Life is more or less going back to normal.  Maybe you started traveling and eating out again. Perhaps you don’t use that at-home workout app that you signed up for during the lockdowns.  Now is an excellent time to review your spending patterns and see where your money is going.

I’m not a fan of strict budgets because they don’t work in the long term.  However, I like having a flexible spending plan to see how I’m allocating my money between three major buckets – needs (think mortgage payments, rent, utilities, etc.), “future me” (emergency fund, paying down debt beyond minimum payments, savings, and investments), and fun (vacations, dining out, a new bag, etc.).

You are welcome to download our free workbook “Conscious Spending Plan” here.  Simply upload your transactions (I use the Mint app to track my daily spending) into the Excel spreadsheet and voila.  Please make sure to create a copy of the worksheet on your computer so you can customize it and save changes.

This workbook will give you a big picture view of what you’re spending on and will help you make intentional adjustments without feeling deprived.  The key here is connecting your money to your values.

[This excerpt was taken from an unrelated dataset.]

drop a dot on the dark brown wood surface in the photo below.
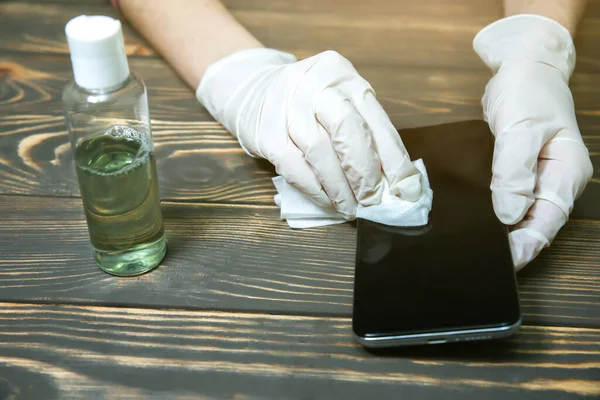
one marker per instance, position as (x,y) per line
(230,314)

2.Max out your 401(k) contributions

If your company offers a 401(k)-retirement savings plan, take advantage of it and contribute as much as you can.  Your employer may also offer a matching 401(k) contribution.  It’s free money to you, so make sure to max that out.

Check with your human resources department to see how much you can contribute.  Try to save at least the amount that your employer will match.  Otherwise, you are leaving money on the table.

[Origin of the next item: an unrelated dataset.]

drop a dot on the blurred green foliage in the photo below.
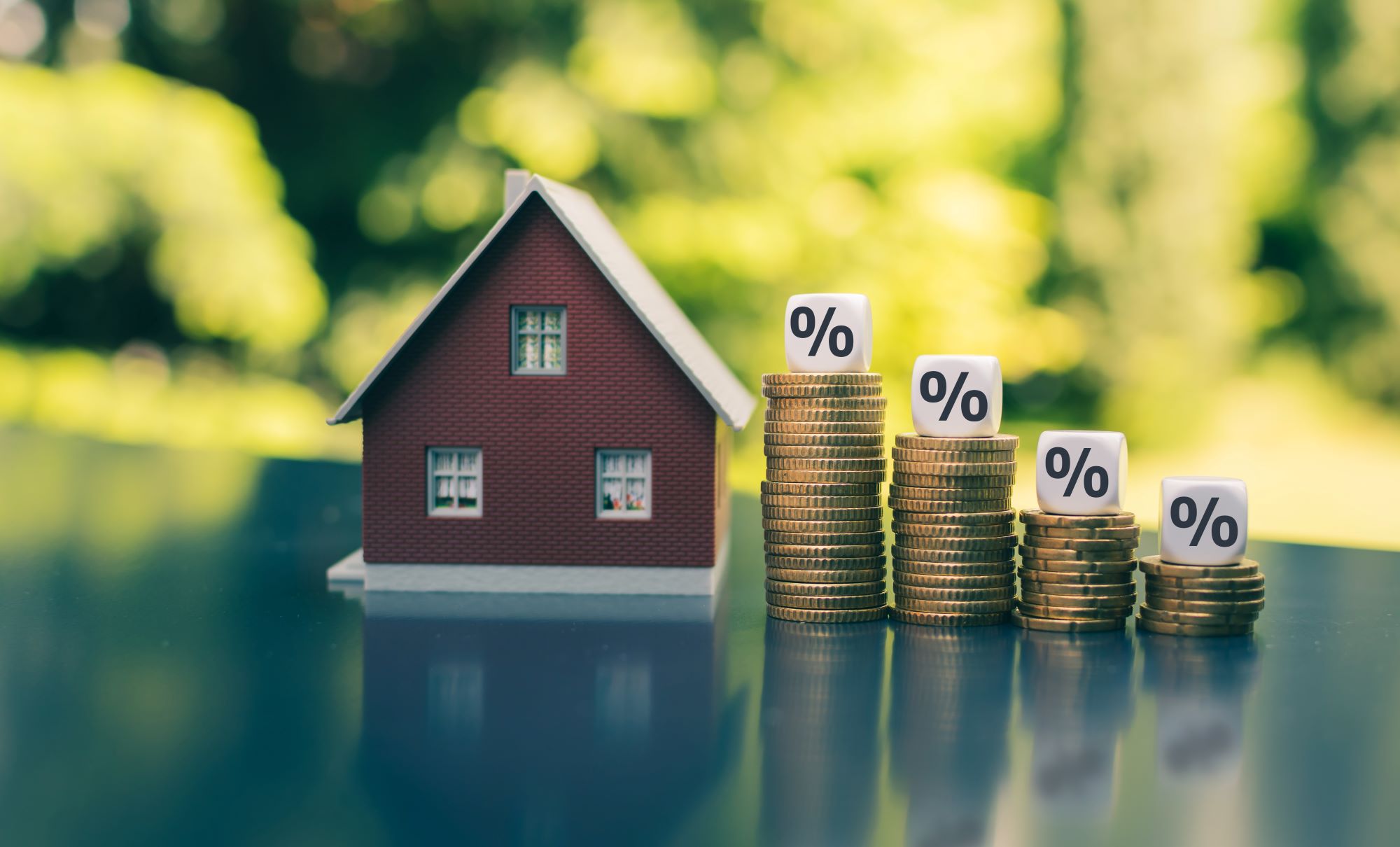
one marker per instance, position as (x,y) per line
(216,216)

The 2021 maximum contribution limit for traditional 401(k)s is $19,500 ($26,000 if you’re 50 or older) and for IRAs is up to $6,000 ($7,000 if you’re 50 or older).

You have until December 31 to contribute the maximum allowed to your 401(k) account and April 15 for the IRA.

Set a goal to increase your contributions each year gradually.  Consult with your HR people if that could be done automatically. Then, if you get an annual pay raise, you won’t miss this money from your paycheck.

According to Vanguard, a gradual and consistent increase in contributions to your investment portfolio is one of the most powerful tools to help you achieve your retirement goals.

You can’t control the financial markets, but you can control how much you’re saving for your retirement.

3. Review your asset allocation and rebalance your portfolio

Revisit your investment portfolio at least once a year.  So far, 2021 has been an excellent year for the US stock market and not so great for the bond market.  The end of the year is a great time to review your investment mix and make some adjustments if necessary.

Asset allocation is simply a mix of stocks, bonds, cash, and alternative investments in your portfolio.  Over time, the value of your investments changes as some asset classes (for example, stocks) outperform the others (for example, bonds) on a relative basis.  This changes the composition (risk) of your overall portfolio.

Rebalancing means getting it back to the original asset allocation.  You sell the asset classes that outperformed and buy the ones that underperformed.  In other words, you “sell high” and “buy low.”  Without rebalancing, your portfolio may become riskier than you realize.

If you need a little extra help with rebalancing, read my post, “How To Rebalance Your Investment Portfolio In Four Simple Steps.”

4.Fund Investing Accounts for Your Kids

If you have 529 educational accounts for your kids, don’t forget to contribute by the end of the year.  In 2021, individuals can contribute up to $15,000 per beneficiary ($30,000 for gifts from a married couple) without using up part of their lifetime gift tax exemption or having to pay gift taxes.

5.Make charitable donations

As the holidays near, many of us get into the giving spirit.  While donating to causes you care about will make you feel good, it’s practical to remember that money contributed to a qualified charity can be deducted from your taxable income.  It’s a win-win.  So, do good and keep your receipts.

The bigger picture

I know that for most people checking things off their financial to-do list is not as much fun as holiday shopping.  But!  Put in the time now, and you’ll have more to celebrate when you ring in the new year.